This recipe is a cinch to make, feels fancy and special, and the ingredients can be kept on hand for whenever you have some last minute guests pop by. I’ve included the amount that I used for the dish that you see in the photo, however, you can easily use just one block of cream cheese and reduce the proportions of the other ingredients. If you are lucky enough to have some well drained yogurt cheese or chevre, by all means use it instead of the cream cheese. If using chevre reduce the amount of seasoning, as chevre already has a salty taste.
4 blocks cream cheese, softened/room temperature
1/4 cup of chopped herbs (I used a combination of dill, rosemary, chives, and two types of thyme)
1/2-1 teaspoon Tony Chachere’s Cajun Seasoning
Use a fork to mash the cream cheese and to distribute the herbs throughout the cheese. Sprinkle enough of the seasoning in the cheese to add a little color.

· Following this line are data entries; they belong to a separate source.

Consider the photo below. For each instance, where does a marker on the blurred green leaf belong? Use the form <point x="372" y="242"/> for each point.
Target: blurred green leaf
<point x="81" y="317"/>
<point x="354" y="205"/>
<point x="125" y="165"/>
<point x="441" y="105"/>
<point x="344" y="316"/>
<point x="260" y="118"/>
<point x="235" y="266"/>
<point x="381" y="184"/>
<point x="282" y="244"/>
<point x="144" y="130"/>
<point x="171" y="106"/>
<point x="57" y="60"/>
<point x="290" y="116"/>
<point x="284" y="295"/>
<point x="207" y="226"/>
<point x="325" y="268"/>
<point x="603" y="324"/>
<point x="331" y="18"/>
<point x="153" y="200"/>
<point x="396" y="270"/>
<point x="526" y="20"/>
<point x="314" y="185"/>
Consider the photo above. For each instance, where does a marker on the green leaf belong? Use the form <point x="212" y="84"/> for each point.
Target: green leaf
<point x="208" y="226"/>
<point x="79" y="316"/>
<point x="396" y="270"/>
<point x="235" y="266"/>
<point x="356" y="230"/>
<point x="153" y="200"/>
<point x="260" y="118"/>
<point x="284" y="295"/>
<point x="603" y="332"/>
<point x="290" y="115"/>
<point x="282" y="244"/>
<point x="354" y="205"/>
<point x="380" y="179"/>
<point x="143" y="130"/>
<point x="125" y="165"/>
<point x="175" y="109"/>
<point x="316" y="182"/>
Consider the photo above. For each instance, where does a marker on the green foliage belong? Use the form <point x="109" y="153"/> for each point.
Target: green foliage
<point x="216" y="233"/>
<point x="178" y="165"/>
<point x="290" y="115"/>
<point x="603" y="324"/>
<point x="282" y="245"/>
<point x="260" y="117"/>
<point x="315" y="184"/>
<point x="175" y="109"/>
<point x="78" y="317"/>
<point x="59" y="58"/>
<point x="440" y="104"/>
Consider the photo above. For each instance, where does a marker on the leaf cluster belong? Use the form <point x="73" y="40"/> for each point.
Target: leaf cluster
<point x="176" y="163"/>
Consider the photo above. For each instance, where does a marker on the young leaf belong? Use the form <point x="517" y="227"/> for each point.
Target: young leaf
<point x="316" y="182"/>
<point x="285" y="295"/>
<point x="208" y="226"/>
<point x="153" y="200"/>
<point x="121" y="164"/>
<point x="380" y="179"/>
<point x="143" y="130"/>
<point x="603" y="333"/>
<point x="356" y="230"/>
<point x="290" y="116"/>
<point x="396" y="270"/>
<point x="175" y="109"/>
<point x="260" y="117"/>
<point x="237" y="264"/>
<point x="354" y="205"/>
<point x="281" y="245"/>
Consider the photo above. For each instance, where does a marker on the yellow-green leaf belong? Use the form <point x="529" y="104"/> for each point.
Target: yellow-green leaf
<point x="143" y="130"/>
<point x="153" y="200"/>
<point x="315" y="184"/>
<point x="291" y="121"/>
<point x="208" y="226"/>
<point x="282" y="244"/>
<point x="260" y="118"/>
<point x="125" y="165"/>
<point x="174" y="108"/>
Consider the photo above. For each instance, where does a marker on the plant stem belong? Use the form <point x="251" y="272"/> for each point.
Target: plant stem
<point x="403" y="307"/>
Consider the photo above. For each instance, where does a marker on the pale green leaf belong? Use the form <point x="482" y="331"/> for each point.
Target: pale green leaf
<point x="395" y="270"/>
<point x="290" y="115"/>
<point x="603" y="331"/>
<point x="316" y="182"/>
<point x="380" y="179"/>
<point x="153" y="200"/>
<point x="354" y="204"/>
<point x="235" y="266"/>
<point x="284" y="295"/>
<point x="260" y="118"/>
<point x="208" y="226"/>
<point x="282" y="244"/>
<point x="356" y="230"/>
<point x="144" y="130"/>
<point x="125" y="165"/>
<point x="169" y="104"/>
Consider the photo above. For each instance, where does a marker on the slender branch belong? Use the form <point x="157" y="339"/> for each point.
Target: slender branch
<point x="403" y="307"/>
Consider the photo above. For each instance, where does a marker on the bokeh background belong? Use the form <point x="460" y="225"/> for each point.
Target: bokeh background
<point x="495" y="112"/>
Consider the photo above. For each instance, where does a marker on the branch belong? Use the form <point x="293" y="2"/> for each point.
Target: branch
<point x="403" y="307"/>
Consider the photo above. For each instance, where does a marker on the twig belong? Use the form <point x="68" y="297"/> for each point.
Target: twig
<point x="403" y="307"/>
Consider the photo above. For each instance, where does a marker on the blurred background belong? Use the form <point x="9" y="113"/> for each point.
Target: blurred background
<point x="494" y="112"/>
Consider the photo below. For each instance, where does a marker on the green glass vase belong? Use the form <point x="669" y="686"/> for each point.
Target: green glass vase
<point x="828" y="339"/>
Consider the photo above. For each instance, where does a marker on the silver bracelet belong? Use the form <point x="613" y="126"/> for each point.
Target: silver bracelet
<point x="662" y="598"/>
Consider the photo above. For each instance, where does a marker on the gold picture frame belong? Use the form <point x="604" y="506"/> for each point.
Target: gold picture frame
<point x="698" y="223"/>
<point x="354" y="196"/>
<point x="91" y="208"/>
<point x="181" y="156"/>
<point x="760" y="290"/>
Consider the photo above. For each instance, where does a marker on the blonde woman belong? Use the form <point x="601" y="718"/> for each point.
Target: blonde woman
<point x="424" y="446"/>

This will add some zip to the dish as well. If you cannot find Tony Chachere’s seasoning, I’d recommend using a little paprika, salt, and pepper in its place. If you would like to mold the spread like the photo shows, line a bowl with plastic wrap and sprinkle the bottom with the seasoning. Fill the lined bowl with the spread, cover and refrigerate at least 30 minutes, preferably longer. When you are ready to eat, uncover the spread, place a plate on top of the bowl, invert the bowl, and gently pull the wrap off with the bowl. Viola! Use herbs and seasoning for any garnish. Serve with crackers, crostini, or freshly baked bread.